O Brasil parou para que possamos nos preparar melhor para o colapso do nosso sistema de saúde que ocorrerá dentro de um mês, ou menos, por causa do coronavírus.

Todas as atividades foram suspensas para que a curva de crescimento da epidemia seja suavizada de modo que tenhamos mais tempo de nos prepararmos para o caos anunciado.

E quais seriam esses preparativos?

A depreender do noticiário internacional, devemos aumentar exponencialmente nossa capacidade de enfrentar a doença treinando de uma hora para outra alguns milhares de pessoas que vão atuar na linha de frente e dobrando ou triplicando nossos leitos de UTI e nossos respiradores artificiais.

Na sua maioria, dentro de suas possibilidades, os brasileiros estão fazendo sua parte: recolhidos em casa, esperam o tsunami. Cabe então a pergunta: e o poder público, está cumprindo seu papel?

Numa esclarecedora entrevista, concedida neste sábado (21), graduados funcionários do Ministério da Saúde garantiram que todos os esforços estão sendo feitos, sim. Ótimo. Mas cabe ao cidadão indagar de novo: serão suficientes?

Isso nós só saberemos depois.

O que intriga no noticiário nervoso sobre a pandemia é o pouco destaque dado a algumas informações importantes. Como, por exemplo, a impressionante vitória da Alemanha sobre o covid-19.

Li em jornais europeus que os germânicos treinaram 35 mil para-médicos na primeira semana da epidemia e mais 100 mil na seguinte e aplicaram testes em massa: 160 mil em uma semana.

Li também que terão em poucos dias mais 10 mil respiradores artificiais, fabricados por uma empresa local. Além disso, os hospitais alemães possuem quatro ou cinco vezes mais leitos de UTI do que os ingleses ou franceses.

Assim, a taxa de mortalidade por coronavírus – que é de 8 por cento na Itália e 4 por cento na Espanha – fica em apenas 0,3 na Alemanha.

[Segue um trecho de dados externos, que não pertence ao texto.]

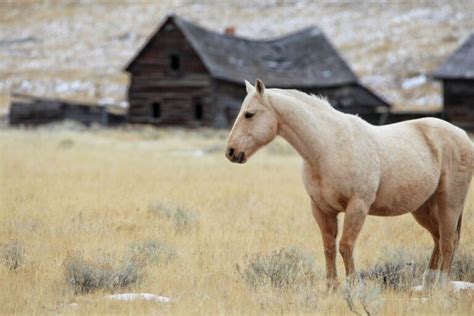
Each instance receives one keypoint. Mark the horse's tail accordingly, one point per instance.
(458, 229)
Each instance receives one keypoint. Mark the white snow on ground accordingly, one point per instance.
(454, 286)
(128, 297)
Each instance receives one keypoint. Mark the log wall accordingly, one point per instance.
(458, 102)
(169, 75)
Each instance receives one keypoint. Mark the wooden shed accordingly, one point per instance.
(457, 77)
(187, 75)
(33, 110)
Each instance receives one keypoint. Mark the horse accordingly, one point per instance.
(423, 167)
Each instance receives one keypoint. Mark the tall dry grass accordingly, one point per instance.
(97, 198)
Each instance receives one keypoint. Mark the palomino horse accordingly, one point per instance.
(422, 167)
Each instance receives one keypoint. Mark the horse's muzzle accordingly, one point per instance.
(233, 156)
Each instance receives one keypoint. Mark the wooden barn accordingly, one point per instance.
(187, 75)
(32, 110)
(457, 77)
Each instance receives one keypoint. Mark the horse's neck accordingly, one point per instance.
(309, 128)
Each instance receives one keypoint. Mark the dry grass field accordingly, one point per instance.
(85, 213)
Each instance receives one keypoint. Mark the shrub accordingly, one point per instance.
(462, 268)
(13, 255)
(181, 218)
(280, 269)
(282, 281)
(85, 276)
(397, 270)
(368, 295)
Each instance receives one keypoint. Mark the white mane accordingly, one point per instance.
(309, 99)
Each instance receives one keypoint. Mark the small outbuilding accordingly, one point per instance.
(457, 77)
(187, 75)
(34, 110)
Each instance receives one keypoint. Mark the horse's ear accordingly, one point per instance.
(260, 87)
(249, 87)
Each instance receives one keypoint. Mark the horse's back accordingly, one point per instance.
(413, 155)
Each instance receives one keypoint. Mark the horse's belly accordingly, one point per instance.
(402, 199)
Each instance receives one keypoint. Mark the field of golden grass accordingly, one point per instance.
(93, 194)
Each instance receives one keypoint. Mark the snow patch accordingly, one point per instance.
(129, 297)
(413, 82)
(454, 286)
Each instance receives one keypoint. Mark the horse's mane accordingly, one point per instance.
(309, 99)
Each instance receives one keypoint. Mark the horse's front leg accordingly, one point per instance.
(327, 223)
(356, 212)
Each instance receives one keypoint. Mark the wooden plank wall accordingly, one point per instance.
(177, 91)
(458, 100)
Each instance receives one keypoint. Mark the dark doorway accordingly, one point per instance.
(156, 109)
(174, 62)
(198, 110)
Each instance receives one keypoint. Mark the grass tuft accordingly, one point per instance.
(152, 251)
(13, 255)
(181, 218)
(280, 269)
(85, 276)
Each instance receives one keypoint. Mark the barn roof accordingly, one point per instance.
(460, 65)
(302, 59)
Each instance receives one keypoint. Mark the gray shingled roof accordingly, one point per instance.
(460, 65)
(302, 59)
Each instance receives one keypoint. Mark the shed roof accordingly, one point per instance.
(460, 65)
(302, 59)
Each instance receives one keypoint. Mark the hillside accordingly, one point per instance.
(76, 49)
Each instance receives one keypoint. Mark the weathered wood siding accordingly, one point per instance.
(458, 98)
(228, 97)
(179, 92)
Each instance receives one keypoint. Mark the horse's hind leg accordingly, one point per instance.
(426, 217)
(328, 225)
(450, 198)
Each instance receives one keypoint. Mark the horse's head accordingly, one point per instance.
(255, 126)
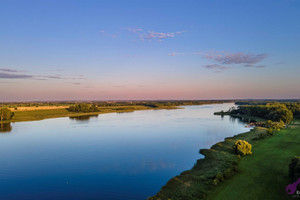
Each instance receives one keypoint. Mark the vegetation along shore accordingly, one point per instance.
(29, 111)
(263, 173)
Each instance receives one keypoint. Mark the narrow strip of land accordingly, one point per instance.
(264, 174)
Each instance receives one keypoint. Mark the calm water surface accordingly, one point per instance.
(112, 156)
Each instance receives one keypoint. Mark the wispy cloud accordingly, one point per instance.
(134, 30)
(217, 68)
(237, 58)
(14, 76)
(104, 33)
(8, 70)
(152, 35)
(175, 54)
(255, 66)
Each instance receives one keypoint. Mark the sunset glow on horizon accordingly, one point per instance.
(154, 50)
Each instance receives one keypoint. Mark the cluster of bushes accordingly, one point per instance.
(83, 107)
(274, 126)
(242, 147)
(5, 114)
(294, 168)
(271, 111)
(5, 127)
(295, 108)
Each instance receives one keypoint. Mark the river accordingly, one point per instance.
(111, 156)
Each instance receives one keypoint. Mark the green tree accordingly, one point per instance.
(5, 114)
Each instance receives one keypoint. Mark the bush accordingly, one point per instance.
(5, 114)
(242, 147)
(83, 107)
(294, 168)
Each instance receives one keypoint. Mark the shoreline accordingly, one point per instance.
(41, 114)
(221, 172)
(219, 163)
(38, 115)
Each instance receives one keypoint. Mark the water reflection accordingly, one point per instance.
(83, 118)
(5, 127)
(115, 156)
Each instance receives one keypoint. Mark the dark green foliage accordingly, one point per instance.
(272, 111)
(5, 114)
(219, 164)
(5, 127)
(242, 147)
(295, 108)
(83, 107)
(294, 168)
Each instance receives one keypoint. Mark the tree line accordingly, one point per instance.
(271, 111)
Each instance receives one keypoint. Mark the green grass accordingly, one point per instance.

É óbvio que não podemos traçar paralelos entre a situação brasileira e a de um dos países mais ricos do mundo. Mas temos que nos concentrar no que fazem os alemães. Precisamos tentar imitá-los.

Macron sintetizou melhor que todos os políticos o momento que vivemos: estamos em guerra. Mas uma guerra diferente: todos os países unidos contra um inimigo que só pode ser vislumbrado em microscópio.

Aceita a hipótese de Macron e acatada a idéia do isolamento social, resta-nos, aos brasileiros, nos prepararmos para a grande batalha, que está logo à nossa frente.

O Brasil – onde as obras públicas se arrastam por décadas – precisa criar em poucos dias milhares de leitos (em hospitais de campanha ou em prédios adaptados). O Brasil – cujas compras de alfinetes devem ser submetidas a intrincadas licitações que se estendem por anos – precisa adquirir em poucos dias milhares de respiradores artificiais.

Como nos sairemos?

É uma boa pergunta para nos fazermos enquanto observamos a curva de crescimento da pandemia.